I have been kind of busy with research and presentation travel, but I am glad not just that the Canadians came through but also that there was plenty of coverage. See the various reports by Mercedes Stephenson, for example. Of course, this mission will become boring and not-news pretty quickly, which is all to the good. That is, the best news from a deterrence effort is no news--that it is not being tested.
Anyhow, for me, my interest has shifted from if to when to how. I yammered last spring that this is something Canada should do and then kept asking when it would start, to the point that Canada's top general considered my "why are we late?" question as "pejorative."
For me, the researcher, the fun begins now--I hope to go to Latvia and maybe the other Baltic countries next spring to ask questions about how it is working. Canada is now working with several countries with which it has almost no prior experience--Italy, Spain, Poland, Croatia, Slovenia and Albania. Not to mention Latvia itself. I am curious as to how the stuff we've studied before plays out in a deterrence mission.

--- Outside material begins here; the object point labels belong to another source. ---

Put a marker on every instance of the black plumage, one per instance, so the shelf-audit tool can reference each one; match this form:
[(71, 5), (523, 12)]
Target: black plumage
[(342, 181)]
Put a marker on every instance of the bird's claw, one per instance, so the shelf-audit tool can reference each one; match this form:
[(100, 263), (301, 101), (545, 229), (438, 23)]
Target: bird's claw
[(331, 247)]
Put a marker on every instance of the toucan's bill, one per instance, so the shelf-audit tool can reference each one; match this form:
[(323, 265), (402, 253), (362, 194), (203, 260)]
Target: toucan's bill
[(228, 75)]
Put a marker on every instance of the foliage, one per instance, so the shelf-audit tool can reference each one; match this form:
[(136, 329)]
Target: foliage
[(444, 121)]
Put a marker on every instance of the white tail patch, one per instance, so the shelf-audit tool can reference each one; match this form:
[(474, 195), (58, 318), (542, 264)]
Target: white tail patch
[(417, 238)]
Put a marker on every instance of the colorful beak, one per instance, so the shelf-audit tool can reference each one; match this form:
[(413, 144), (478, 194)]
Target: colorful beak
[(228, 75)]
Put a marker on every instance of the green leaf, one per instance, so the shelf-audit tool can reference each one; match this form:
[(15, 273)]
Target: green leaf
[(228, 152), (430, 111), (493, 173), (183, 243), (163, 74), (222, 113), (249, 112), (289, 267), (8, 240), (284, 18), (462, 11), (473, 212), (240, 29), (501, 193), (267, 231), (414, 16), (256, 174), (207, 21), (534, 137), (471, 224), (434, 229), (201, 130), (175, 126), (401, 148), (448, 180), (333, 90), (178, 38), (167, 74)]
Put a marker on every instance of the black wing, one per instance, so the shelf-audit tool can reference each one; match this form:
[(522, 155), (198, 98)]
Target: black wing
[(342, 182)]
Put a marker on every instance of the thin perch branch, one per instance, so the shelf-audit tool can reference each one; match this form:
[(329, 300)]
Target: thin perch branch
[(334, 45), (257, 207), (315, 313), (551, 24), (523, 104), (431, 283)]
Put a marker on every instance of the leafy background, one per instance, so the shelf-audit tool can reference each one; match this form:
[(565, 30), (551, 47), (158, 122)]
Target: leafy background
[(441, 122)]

Of course, the caveats are not going to matter as much here in Latvia as in Afghanistan as varied performance in combat will matter far less. Why? Because, frankly, the troops in the Baltics are not expected to win but to die if the Russians invaded, providing a tripwire that more or less automatically brings in the entire alliance. The point is to deter, not to fight. Still, different rules and different organizational cultures may matter quite a bit for dealing with threats below the threshold of invasion/World War III.
Oh, and the joy of NATO is this new mission will mean more acronyms, such as EFP! And fudging: persistent presence not permanent. Still, I am glad the mission is underway, that any window of opportunity/vulnerability has been closed (thanks Obama!). It is good for European stability, it is good for Canadian foreign policy, and it is good for my research. Win-win-win.